Beyond understanding the research landscape in the field of Artificial Life, it is also essential to understand the career opportunities and progression paths available for individuals who aspire to contribute to this continuously evolving field. Studying artificial life and similar subjects can open up various career avenues beyond academia, including software development, data science, robotics engineering, and more.

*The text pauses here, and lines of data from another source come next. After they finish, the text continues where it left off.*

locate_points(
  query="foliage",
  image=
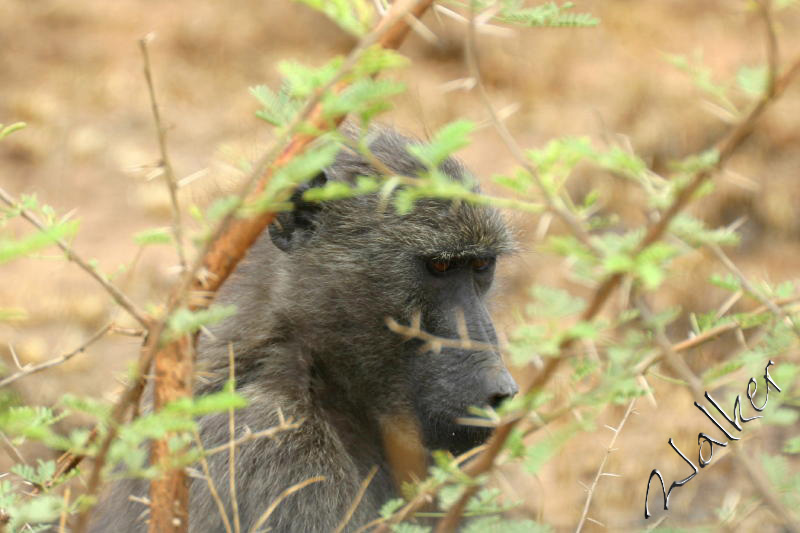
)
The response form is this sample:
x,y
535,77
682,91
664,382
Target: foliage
x,y
607,352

Many researchers also branch out into the field of education, utilizing their knowledge and passion for subjects like artificial intelligence and cognitive science to inspire the future generation of inventors, scientists, and innovators. Teaching positions can be quite rewarding and influential, such as a preschool teacher who stimulates curiosity in young minds. If the idea of teaching alongside research in the field of artificial life piques your interest, it's worth learning about the requirements and steps needed to become an education professional.

For instance, in certain regions or states, specific qualifications or credentials are required. If you're keen on finding out more about becoming an educator, you can explore this comprehensive guide on how to become a preschool teacher in Alabama. Whether you're aiming for a teaching role in higher education or looking to impact learners at the beginning of their educational journey, it's necessary to understand the prerequisites and pathways associated with the profession.

In conclusion, a career in artificial life research doesn't necessarily confine you to just research or teaching. It fosters versatility and opens up a myriad of career possibilities that allow you to apply and share your knowledge and findings in innovations that shape our future.

Top Publications

  • The Surprising Creativity of Digital Evolution: A Collection of Anecdotes from the Evolutionary Computation and Artificial Life Research Communities

    Joel Lehman;Jeff Clune;Dusan Misevic;Christoph Adami

    (2020)
    271 Citations
  • Chemobrionics: From Self-Assembled Material Architectures to the Origin of Life.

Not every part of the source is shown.